We can write a Numba code iteratively performing the matrix multiplication on each 25x25 matrix and summing this up. The code can be parallelized trivially so each thread operate on a chunk along the last axis (of size 4000). The operation is thus parallel, cache friendly, without any Numpy/CPython overhead and SIMD-friendly thanks to Numba. Here is the resulting code:

import numba as nb

@nb.njit('(float64[:,:,::1], int32)', parallel=True)
def sum_of_powers_numba(Q: np.ndarray, k: int) -> np.ndarray:
    s0, s1, s2 = Q.shape
    assert s1 == s2
    Qs = np.zeros((s0, s1, s1))
    for i in nb.prange(s0):
        tmp = np.eye(s1, s1)
        Qs[i,:,:] = tmp
        for n in range(k-1):
            tmp = tmp @ Q[i]
            Qs[i,:,:] += tmp
    return Qs

The BLAS library seems to be sub-optimal for 25x25 matrices but not so bad either. Writing a faster implementation in Numba is very challenging. It is easier in native languages. I think it does not worth the effort of rewriting a specialized implementation for small matrices. I expect the BLIS library to be a bit faster (close to optimal) than the default BLAS implementation (OpenBLAS), so it is certainly better just to try it (or possibly the highly-optimized Intel MKL).

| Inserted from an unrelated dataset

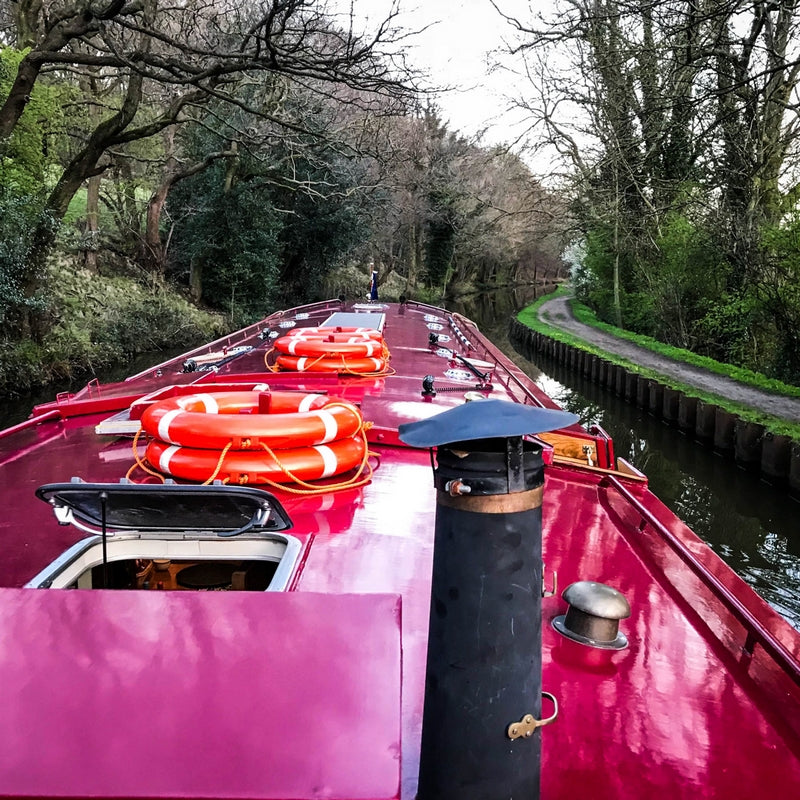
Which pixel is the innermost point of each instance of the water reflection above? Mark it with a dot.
(751, 525)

Besides, if you want a more accurate version, then you should adapt the code so to perform an exponentiation by squaring as shown by @Homer512 while still using Numba.


Benchmark (updated)

Here are results on my i5-9600KF CPU (6 cores):

sum_of_powers_naive:      23.6  sec
sum_of_powers_homer512:    7.8  sec
sum_of_powers_numba:       1.5  sec  <-----
user2357112's option2:     0.16 sec
user2357112's option1:     0.13 sec

Interestingly, profiling results show that about ~80% of the time is spent in the BLAS library so the main speed up comes from parallelizing the code with nb.prange in Numba).

In the end, the approach of @user2357112 is the best since it is the fastest and certainly the most numerically stable. Note it can be faster by parallelizing the computation over the first axis.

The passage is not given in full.